- Jealgora Location in Jharkhand, India Jealgora Jealgora (India)
- Coordinates: 23°42′24″N 86°25′00″E﻿ / ﻿23.706758°N 86.416675°E
- Country: India
- State: Jharkhand
- District: Dhanbad
- Elevation: 194 m (636 ft)

Languages
- • Official: Hindi, Urdu
- Time zone: UTC+5:30 (IST)
- PIN: 828110 (Jealgora)
- Telephone/ STD code: 0326
- Website: dhanbad.nic.in

= Jealgora =

Jealgora is a neighbourhood in Dhanbad in Dhanbad Sadar subdivision of Dhanbad district in the Indian state of Jharkhand.

==Geography==

===Location===
Jealgora is located at .

Note: The map alongside presents some of the notable locations in the area. All places marked in the map are linked in the larger full screen map.

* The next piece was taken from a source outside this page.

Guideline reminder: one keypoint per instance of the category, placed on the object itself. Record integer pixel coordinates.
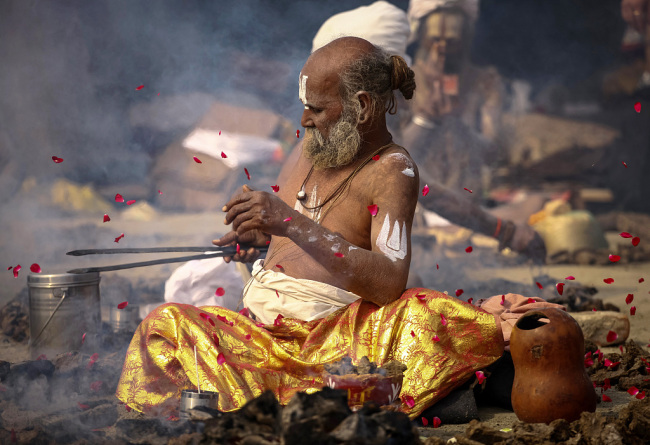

Jealgora was combined with other urban units to form Dhanbad Municipal Corporation in 2006. Jealgora is part of Ward No. 44 of Dhanbad Municipal Corporation.

===Overview===
The region shown in the map is a part of the undulating uplands bustling with coalmines. The Damodar River, the most important river of the Chota Nagpur Plateau, flows along the southern border. A major part of the area shown in the map is part of Dhanbad Municipal Corporation, an urban area. The places in the DMC area are marked as neighbourhoods. The western part of the region shown in the map is covered by Dhanbad (community development block). 57% of the population of Dhanbad CD block reside in rural areas and 43% reside in urban areas, The east-central part of the region shown in the map is covered by Baliapur (community development block). 86% of the population of Baliapur CD block reside in rural areas and 14% reside in urban areas. The places in the CD block areas are marked mostly as census towns. Three operational areas of BCCL operate fully within the region – Pootkee Balihari Area, Lodna Area and Eastern Jharia Area. The Moonidih sector of Western Jharia Area also operates in the region.

==Economy==
The Lodna Area of BCCL consists of five underground mines, two departmentally operated open cut (OC) mines and one outsourced OC mine. The underground mines are: Lodna, Bagdigi, Joyrampur, North Tisra and Bararee. The Jealgora underground mine has been closed down and dewatered from the surface. The open cast mines are: NT-ST, Jeenagora (departmental) and Jeenagora Patch I (outsourced). Lodna Area has mineable reserves of 46.368 million tonnes of coking coal and 618.6 million tonnes of non-coking coal.

==Healthcare==
The 100-bedded Regional Hospital of BCCL, located at Jealgora, caters to the employees and their relatives of East Jharia and Lodna Areas.

==Sports==
Jawaharlal Nehru Stadium of BCCL at Jealgora is a major centre of sporting activity in Dhanbad. In this stadium large area is present for playing cricket, football, kabaddi etc.